PERMINTAAN kunjungan ke Kawasan Taman Nasional Gunung Rinjani (TNGR) terus meningkat. Namun, karena mempertimbangkan daya dukung dan daya tampung lingkungan, jumlah kunjungan pendakian dibatasi sebanyak 700 orang per hari dari enam pintu masuk.
Terkait dengan kebijakan tersebut, guru besar Program Studi Pengelolaan Sumber Daya Alam dan Lingkungan, Pascasarjana Universitas Mataram (Unram) Prof. Dr. Markum mengatakan, dirinya sangat setuju dengan adanya pembatasan jumlah wisatawan yang berkunjung ke TNGR. Langkah ini sangat penting untuk menjaga keseimbangan antara pelestarian lingkungan dan pemanfaatan kawasan sebagai destinasi ekowisata.

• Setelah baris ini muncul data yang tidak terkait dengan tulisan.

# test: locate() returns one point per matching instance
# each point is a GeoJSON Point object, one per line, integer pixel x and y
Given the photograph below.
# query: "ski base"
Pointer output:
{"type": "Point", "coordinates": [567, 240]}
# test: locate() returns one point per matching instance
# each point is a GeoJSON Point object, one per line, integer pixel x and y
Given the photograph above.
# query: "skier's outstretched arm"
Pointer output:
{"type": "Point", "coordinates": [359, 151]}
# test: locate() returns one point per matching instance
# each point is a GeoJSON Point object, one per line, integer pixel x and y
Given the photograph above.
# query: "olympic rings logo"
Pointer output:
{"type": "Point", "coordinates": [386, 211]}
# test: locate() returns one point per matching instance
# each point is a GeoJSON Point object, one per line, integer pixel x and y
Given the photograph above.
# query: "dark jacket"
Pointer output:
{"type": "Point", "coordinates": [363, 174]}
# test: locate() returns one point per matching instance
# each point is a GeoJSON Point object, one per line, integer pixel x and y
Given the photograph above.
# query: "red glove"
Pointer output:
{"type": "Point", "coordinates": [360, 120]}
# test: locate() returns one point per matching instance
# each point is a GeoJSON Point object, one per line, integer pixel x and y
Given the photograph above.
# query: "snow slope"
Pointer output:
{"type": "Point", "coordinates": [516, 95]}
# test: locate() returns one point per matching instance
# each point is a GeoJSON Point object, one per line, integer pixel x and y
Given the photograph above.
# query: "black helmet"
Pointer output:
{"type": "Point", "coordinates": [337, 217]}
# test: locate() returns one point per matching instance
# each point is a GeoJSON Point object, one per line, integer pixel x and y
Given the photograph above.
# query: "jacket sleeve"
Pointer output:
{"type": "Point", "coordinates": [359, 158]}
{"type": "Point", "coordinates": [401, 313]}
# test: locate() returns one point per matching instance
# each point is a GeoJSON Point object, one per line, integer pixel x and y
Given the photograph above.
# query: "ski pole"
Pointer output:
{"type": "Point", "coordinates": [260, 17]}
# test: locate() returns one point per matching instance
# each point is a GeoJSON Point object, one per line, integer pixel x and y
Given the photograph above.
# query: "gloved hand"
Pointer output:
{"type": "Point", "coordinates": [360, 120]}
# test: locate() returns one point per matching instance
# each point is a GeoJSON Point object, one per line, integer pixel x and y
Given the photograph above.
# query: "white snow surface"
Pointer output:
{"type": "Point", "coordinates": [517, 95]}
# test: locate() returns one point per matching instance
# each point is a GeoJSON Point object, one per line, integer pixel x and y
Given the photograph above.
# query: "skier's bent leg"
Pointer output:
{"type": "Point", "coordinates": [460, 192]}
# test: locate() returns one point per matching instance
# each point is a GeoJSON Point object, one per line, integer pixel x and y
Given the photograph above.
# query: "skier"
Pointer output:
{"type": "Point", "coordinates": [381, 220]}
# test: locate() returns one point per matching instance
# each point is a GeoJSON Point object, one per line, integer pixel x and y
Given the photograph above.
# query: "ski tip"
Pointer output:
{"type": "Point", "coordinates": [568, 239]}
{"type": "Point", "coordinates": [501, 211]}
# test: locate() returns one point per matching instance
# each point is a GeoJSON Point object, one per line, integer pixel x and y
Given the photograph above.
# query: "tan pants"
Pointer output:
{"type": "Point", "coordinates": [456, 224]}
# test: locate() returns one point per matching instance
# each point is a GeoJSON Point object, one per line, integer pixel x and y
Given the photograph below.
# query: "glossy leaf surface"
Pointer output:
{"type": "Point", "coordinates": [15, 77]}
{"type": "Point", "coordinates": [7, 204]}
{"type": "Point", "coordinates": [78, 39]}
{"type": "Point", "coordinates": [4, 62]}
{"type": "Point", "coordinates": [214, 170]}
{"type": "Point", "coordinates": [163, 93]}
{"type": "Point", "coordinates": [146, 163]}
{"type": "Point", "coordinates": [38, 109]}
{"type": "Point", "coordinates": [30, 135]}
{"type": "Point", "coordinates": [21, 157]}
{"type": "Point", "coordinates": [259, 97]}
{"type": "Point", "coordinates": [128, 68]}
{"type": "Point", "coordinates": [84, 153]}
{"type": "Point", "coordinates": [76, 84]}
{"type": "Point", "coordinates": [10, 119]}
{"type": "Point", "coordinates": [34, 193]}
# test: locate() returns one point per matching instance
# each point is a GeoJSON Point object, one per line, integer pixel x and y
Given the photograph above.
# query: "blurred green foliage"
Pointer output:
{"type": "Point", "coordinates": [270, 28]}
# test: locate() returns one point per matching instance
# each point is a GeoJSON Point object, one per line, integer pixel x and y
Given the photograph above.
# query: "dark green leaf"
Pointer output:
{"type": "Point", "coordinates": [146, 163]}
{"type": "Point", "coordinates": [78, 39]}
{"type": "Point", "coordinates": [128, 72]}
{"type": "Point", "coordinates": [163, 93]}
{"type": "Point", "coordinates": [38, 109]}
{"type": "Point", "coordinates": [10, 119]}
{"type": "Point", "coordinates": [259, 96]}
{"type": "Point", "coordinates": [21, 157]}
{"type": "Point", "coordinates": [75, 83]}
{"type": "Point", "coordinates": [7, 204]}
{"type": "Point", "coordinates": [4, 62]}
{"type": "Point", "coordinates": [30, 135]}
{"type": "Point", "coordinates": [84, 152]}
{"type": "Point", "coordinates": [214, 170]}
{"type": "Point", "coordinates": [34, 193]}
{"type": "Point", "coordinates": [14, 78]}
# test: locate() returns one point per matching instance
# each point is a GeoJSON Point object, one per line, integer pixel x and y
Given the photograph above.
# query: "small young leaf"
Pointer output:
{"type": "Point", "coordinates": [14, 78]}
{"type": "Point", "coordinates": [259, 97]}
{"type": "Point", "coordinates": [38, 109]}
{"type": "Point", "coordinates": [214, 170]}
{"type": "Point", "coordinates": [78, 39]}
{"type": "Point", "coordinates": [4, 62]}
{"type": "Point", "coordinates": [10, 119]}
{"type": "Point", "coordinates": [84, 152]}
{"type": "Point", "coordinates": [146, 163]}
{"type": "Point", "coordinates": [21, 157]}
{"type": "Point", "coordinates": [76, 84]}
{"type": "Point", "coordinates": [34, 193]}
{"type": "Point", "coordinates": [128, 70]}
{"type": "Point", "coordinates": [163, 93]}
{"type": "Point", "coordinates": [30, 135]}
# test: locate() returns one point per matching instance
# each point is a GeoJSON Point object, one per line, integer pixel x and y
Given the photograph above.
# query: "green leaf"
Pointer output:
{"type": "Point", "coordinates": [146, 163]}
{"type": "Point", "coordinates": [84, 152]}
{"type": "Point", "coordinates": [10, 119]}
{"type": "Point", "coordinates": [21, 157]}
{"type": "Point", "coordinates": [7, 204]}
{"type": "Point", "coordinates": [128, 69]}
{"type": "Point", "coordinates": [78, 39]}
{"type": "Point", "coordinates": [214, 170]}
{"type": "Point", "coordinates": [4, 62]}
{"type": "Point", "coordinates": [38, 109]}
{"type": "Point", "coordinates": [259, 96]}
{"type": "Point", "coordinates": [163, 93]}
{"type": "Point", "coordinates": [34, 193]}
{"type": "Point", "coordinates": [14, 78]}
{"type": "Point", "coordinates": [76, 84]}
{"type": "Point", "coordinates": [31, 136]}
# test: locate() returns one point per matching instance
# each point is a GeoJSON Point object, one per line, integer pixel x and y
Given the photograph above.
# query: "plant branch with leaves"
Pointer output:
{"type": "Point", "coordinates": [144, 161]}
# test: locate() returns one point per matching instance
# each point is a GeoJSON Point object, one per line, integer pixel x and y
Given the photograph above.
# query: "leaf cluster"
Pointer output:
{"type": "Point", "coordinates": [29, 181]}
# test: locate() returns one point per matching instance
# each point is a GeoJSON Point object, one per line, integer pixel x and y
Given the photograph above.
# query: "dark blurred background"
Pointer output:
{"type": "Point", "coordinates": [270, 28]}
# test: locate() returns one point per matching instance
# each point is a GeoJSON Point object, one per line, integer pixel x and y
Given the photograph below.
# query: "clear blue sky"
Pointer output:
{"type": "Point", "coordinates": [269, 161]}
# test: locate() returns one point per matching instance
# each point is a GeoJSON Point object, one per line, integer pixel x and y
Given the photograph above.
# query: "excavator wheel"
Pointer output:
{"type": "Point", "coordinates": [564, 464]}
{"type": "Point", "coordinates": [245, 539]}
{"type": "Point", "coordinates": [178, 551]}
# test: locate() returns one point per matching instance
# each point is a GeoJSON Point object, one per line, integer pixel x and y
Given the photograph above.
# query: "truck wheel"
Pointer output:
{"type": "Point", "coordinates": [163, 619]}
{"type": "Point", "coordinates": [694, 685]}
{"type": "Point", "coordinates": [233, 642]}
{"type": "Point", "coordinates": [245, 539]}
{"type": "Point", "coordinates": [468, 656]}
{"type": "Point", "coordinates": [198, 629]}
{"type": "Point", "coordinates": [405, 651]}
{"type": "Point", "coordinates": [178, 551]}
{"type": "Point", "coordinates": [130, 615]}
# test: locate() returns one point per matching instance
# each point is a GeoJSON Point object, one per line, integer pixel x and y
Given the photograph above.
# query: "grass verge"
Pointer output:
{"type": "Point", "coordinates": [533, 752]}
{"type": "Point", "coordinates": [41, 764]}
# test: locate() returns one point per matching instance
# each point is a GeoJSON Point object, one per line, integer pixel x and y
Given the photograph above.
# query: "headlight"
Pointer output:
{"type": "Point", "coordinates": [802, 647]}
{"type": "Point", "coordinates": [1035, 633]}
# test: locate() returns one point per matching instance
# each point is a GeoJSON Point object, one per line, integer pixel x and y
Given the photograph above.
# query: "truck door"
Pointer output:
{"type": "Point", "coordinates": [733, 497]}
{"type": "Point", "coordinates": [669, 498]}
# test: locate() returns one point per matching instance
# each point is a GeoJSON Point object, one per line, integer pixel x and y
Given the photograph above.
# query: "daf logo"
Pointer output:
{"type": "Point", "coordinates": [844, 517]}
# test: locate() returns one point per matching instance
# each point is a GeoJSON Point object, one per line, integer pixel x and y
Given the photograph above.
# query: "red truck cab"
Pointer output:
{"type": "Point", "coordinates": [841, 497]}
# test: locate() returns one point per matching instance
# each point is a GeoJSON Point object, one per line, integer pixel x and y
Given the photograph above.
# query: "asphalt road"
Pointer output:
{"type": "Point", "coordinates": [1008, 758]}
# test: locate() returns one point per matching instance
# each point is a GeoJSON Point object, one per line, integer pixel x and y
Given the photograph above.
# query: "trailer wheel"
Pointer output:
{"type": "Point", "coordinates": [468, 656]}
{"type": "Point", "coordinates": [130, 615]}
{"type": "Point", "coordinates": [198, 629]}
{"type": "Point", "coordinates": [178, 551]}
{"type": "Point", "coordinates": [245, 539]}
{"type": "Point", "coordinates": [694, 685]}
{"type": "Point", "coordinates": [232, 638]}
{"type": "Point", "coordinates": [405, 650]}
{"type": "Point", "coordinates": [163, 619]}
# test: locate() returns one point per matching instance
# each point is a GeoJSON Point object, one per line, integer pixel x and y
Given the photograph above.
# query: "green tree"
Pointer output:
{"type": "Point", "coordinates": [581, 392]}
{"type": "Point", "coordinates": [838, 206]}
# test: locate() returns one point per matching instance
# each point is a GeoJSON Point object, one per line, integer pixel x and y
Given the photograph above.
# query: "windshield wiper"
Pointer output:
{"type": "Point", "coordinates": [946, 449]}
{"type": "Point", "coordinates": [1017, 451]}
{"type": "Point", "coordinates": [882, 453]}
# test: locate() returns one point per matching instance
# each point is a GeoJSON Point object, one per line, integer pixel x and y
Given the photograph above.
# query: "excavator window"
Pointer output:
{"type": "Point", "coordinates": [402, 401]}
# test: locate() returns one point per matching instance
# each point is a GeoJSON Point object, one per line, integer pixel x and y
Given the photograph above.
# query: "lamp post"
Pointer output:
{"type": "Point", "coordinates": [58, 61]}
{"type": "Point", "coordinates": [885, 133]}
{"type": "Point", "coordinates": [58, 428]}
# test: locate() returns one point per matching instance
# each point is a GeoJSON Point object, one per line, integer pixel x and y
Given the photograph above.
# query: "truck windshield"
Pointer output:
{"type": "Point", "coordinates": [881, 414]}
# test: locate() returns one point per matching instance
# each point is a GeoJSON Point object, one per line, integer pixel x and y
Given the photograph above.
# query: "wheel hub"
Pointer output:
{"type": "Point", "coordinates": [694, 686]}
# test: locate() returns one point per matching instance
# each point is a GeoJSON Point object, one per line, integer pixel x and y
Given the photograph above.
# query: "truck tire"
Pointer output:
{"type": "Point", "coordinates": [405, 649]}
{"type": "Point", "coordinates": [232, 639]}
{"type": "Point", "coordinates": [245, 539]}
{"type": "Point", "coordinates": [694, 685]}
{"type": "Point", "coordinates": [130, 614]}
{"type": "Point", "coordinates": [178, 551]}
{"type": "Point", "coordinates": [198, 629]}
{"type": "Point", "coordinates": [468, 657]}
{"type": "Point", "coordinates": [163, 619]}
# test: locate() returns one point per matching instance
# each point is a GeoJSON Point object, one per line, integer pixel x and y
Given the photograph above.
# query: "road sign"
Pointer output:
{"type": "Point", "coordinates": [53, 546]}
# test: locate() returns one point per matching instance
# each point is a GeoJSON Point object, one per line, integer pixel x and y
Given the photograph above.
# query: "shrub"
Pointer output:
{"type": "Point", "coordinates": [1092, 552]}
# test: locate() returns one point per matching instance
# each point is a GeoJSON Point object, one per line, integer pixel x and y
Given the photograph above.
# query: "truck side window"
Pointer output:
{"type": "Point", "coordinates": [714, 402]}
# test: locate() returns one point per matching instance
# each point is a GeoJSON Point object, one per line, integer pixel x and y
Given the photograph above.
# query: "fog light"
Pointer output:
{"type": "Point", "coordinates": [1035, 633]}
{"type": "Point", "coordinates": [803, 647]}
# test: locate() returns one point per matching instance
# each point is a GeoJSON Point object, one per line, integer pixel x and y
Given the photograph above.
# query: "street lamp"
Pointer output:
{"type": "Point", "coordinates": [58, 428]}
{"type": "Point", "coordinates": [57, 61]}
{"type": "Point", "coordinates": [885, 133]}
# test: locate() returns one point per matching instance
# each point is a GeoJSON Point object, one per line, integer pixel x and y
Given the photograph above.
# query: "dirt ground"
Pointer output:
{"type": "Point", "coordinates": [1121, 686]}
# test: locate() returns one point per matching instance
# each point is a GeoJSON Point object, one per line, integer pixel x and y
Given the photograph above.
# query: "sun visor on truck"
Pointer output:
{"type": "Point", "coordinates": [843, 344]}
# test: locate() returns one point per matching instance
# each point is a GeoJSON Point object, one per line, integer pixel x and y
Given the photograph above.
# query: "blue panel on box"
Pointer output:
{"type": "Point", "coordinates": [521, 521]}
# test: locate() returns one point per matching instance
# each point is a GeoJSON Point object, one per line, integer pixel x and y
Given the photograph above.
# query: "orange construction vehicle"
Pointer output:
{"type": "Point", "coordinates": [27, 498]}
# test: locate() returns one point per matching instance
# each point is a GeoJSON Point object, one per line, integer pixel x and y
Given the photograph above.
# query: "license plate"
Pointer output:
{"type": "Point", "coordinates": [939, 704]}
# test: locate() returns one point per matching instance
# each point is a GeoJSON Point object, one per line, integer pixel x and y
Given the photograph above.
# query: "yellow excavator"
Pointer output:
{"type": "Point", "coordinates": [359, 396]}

“Daya dukung kawasan harus diperhitungkan secara cermat dengan memperhatikan aspek ketersediaan ruang, sarana dan prasarana sanitasi, sumber daya air, rasio jumlah pengelola dengan jumlah pengunjung, serta kapasitas penanganan sampah. Tanpa pembatasan yang jelas, tekanan terhadap lingkungan akan meningkat dan berisiko merusak keindahan serta fungsi ekologis TNGR dalam jangka panjang,“ kata Markum Minggu 20 April 2025.
Dalam konteks ekowisata kata Markum, pembatasan jumlah kunjungan tidak hanya berkaitan dengan konservasi, tetapi juga untuk menjamin faktor keamanan, kenyamanan, kebersihan, dan kemudahan pemantauan di lapangan. Jika kunjungan wisatawan melampaui kapasitas daya dukung, maka akan berimbas pada buruknya sanitasi seperti buang air sembarangan, sampah berserakan dan perilaku vandalisme yang tidak terkontrol.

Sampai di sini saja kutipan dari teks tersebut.